Osteopaths believe that abnormalities in the structure or movement of the body can cause long term problems such as tension or headaches. Through massage, physical manipulation or touch they treat a range of problems including back pain, migraine, repetitive strain injury, sports injuries and arthritis.
You could be:
taking details of medical history, lifestyle and diet from new patients
assessing the patient's posture and how they move
using your sense of touch to feel for damaged bones, ligaments, muscles, nerves and joints (known as palpation)
taking patient's blood pressure
interpreting images from MRI scans and x-rays
carrying out manual treatment including stretching, soft or deep tissue massage and manipulation
treating each patient on average over two to six sessions
giving advice on posture, exercise and lifestyle to maintain health
advising your patient to see a doctor or other therapist.
Most osteopaths are self-employed and charge rates per session, so their earnings will vary with the number of patients they see. A 30-minute session typically costs between £35 and £50. A new entrant building up a practice could earn £16,000 a year, rising to around £30,000 a year with experience. Osteopaths with well-established practices could earn up to £65,000 a year.
You work in a consulting room in a clinic, health centre or hospital.
You might work from your own home.
You may have to travel to visit patients in their homes, or at a sports club.
You may have to work early mornings, evenings or weekends to suit your clients.
By law, you must be registered with the General Osteopathic Council (GOsC) to work as an osteopath.
To register you must have completed a course accredited by the GOsC – at present there are no courses available in Scotland. Courses are listed on the GOsC website.
Courses are mostly 4 years full time and 5 years part time.
Entry requirements are 4-5 Highers, usually including Biology or Human Biology and another science subject.
If you have a degree (SCQF Level 9-10) in medicine or a healthcare profession such as physiotherapy, you can take a shorter course.
Many enter osteopathy as a second career.
You should be physically fit.
You will require a satisfactory criminal record check from Disclosure Scotland to show that you are suitable for this type of work. Contact Disclosure Scotland for details on the type you would need.
You would start as an assistant to an established osteopath. Although growing numbers work in the National Health Service (NHS), most osteopaths run their own practices. Others work within occupational healthcare in public bodies and private companies.
What Does it Take?
You should be:
able to communicate with people from all backgrounds
understanding and empathetic
a good listener
able to decide on suitable treatments
reassuring and able to inspire confidence.
You should have:
strong observational skills
a lot of stamina
well developed dexterity and touch, to carry out the work.

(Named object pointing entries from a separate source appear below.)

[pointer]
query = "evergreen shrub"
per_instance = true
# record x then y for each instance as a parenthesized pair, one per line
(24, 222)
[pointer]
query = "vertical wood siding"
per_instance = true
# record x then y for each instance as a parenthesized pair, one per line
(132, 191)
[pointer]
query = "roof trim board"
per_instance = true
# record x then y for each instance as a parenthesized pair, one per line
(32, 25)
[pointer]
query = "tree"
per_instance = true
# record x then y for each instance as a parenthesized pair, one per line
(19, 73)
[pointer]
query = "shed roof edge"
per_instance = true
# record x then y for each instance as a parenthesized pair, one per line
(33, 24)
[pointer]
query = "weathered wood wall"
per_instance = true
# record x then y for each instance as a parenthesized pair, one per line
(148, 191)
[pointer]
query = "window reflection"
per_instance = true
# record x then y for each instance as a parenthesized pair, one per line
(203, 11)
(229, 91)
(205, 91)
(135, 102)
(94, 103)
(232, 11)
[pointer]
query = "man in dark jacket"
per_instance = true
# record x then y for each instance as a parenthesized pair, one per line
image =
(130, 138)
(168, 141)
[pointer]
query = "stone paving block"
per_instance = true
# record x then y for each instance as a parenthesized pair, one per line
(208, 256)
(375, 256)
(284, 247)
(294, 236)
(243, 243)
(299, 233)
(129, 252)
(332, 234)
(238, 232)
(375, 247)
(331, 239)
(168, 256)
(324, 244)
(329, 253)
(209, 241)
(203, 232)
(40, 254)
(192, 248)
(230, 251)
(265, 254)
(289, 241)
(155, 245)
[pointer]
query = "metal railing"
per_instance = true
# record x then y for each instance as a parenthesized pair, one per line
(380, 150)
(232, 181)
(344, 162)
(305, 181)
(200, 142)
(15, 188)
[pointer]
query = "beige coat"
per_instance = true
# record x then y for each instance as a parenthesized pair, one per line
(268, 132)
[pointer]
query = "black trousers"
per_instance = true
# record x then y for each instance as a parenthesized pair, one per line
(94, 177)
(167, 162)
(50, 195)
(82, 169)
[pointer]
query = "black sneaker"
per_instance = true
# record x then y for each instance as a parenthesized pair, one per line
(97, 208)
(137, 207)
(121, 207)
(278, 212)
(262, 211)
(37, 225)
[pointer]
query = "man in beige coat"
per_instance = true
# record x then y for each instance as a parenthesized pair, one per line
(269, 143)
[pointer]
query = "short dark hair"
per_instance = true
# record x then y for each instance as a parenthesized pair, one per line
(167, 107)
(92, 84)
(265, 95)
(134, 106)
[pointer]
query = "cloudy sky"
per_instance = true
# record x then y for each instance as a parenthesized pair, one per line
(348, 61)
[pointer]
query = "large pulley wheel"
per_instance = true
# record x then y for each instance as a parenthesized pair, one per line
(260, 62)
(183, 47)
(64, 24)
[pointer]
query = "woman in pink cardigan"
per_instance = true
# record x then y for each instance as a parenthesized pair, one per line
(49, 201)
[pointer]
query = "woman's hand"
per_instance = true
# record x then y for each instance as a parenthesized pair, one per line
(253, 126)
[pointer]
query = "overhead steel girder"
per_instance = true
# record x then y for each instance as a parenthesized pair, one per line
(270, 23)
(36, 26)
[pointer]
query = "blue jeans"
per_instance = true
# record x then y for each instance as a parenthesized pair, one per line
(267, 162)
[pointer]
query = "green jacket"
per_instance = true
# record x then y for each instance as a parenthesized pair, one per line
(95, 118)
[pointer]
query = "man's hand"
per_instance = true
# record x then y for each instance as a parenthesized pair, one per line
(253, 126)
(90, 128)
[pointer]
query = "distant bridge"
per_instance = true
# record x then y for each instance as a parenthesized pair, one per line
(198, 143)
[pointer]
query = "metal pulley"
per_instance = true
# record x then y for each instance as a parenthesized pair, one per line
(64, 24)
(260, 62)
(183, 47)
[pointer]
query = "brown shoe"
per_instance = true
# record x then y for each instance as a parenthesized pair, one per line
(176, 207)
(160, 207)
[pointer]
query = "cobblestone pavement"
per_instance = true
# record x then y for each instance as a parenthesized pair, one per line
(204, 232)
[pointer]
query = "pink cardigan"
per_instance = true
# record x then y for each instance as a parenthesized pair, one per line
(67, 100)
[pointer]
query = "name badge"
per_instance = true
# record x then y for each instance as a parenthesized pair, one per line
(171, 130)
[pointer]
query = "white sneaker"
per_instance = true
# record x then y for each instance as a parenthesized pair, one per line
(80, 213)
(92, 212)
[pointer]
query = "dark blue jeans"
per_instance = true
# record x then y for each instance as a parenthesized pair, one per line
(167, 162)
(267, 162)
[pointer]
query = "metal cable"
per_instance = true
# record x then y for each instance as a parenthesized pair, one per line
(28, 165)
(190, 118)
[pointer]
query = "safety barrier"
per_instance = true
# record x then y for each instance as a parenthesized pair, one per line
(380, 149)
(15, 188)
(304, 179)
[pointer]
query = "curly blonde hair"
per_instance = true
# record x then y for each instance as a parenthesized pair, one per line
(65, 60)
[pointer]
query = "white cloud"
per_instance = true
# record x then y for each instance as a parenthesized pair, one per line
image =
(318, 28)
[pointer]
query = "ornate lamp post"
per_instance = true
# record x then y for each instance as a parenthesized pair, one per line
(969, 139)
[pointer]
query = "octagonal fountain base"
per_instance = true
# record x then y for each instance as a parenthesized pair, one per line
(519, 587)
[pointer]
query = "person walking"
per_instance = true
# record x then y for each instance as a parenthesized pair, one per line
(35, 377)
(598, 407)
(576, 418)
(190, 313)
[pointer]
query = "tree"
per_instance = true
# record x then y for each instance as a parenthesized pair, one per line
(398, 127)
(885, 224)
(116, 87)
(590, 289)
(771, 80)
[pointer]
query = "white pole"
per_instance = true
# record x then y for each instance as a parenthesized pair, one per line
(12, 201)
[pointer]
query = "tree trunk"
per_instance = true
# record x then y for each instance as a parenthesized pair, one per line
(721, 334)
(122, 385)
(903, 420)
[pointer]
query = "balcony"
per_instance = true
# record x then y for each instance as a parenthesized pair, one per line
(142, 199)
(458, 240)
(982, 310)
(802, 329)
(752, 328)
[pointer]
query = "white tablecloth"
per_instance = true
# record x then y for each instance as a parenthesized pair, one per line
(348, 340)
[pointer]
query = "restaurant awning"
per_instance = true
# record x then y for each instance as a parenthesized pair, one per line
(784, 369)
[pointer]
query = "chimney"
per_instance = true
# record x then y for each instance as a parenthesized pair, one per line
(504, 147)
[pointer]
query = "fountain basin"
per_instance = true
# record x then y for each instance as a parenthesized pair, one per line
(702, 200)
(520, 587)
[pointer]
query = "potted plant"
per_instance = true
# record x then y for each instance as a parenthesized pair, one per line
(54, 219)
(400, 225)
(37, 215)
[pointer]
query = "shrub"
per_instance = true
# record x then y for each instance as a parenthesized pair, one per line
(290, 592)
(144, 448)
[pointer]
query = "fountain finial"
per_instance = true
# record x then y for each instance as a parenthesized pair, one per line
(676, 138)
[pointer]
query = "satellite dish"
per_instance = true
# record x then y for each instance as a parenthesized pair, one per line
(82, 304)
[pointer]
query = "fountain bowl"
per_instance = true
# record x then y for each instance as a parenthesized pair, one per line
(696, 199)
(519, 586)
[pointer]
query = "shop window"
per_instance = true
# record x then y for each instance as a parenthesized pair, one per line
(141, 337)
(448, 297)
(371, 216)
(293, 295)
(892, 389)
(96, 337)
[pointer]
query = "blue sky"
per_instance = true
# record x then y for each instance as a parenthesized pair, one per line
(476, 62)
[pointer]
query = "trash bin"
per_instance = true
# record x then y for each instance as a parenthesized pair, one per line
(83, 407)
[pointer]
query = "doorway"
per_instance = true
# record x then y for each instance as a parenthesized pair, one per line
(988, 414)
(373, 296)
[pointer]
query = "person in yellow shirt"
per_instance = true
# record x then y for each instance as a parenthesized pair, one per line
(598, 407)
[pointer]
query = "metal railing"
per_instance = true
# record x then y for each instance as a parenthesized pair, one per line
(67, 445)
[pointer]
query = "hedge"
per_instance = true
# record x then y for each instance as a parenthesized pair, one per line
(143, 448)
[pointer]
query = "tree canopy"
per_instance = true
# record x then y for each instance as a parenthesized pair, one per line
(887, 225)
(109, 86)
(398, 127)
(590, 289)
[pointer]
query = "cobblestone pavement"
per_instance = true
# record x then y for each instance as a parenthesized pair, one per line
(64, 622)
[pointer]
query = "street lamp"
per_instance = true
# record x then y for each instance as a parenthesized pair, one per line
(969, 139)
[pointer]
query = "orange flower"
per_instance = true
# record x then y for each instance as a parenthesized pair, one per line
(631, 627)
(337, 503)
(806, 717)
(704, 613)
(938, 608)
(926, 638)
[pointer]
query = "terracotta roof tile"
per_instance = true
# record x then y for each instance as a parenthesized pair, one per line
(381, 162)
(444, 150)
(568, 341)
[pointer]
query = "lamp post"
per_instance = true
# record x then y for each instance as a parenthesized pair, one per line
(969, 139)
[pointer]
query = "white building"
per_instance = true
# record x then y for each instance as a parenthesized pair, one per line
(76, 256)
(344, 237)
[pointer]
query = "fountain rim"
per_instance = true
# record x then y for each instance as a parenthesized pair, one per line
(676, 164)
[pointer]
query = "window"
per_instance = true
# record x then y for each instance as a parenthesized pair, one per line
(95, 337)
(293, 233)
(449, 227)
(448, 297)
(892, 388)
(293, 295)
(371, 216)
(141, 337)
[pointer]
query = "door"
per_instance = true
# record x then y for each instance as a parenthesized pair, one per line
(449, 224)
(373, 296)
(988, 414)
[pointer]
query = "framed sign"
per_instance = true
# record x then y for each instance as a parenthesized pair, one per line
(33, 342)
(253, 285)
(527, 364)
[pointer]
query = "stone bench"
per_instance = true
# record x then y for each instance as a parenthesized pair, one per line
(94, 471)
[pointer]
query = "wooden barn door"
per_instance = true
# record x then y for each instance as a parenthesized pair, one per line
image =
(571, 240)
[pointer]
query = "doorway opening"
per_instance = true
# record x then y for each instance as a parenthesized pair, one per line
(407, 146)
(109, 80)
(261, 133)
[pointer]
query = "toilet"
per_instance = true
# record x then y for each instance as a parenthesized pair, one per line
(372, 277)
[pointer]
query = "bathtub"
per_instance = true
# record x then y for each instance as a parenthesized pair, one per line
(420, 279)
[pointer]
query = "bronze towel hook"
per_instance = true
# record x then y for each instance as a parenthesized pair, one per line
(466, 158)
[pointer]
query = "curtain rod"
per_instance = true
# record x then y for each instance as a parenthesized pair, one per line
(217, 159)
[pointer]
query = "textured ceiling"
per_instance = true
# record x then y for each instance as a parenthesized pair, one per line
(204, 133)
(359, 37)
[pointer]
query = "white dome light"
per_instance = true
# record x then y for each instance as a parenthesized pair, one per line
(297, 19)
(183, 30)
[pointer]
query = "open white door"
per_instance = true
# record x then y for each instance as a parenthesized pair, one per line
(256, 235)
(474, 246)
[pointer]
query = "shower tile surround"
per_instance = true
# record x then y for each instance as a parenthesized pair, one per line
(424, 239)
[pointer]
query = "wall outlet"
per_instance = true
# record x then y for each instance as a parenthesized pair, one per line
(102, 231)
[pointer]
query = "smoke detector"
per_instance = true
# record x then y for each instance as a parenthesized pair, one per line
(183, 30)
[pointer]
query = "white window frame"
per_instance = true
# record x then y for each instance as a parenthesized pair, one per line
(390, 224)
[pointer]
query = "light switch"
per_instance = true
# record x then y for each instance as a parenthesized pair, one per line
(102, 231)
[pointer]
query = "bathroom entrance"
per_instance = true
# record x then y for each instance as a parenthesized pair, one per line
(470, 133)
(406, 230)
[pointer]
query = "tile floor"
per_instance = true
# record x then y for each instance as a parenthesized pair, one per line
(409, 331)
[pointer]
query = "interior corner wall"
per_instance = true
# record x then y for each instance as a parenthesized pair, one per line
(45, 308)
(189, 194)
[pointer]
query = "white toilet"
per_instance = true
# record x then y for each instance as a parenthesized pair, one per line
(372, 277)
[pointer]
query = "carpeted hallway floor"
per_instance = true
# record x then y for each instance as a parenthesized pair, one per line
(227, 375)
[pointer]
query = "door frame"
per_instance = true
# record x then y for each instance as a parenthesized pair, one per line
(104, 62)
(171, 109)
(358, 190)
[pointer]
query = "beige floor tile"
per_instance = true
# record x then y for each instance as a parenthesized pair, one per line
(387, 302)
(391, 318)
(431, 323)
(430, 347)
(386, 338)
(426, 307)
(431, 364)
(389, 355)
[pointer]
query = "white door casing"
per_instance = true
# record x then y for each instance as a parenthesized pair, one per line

Accredited degrees include at least 1000 hours of clinical training.
Once you have gained your qualification, training is on the job.
You will attend short courses to keep your skills and knowledge up to date, through a programme of Continuing Professional Development (CPD). The GOsC requires all registered osteopaths to complete 90 hours of CPD (including at least 45 hours learning with others) over three years.
With experience you might be able to increase the size of your practice.
You might specialise in a particular area of work such as sports injuries.
You can train in other branches of complementary medicine such as naturopathy.
You might combine your work with teaching, research or journalism.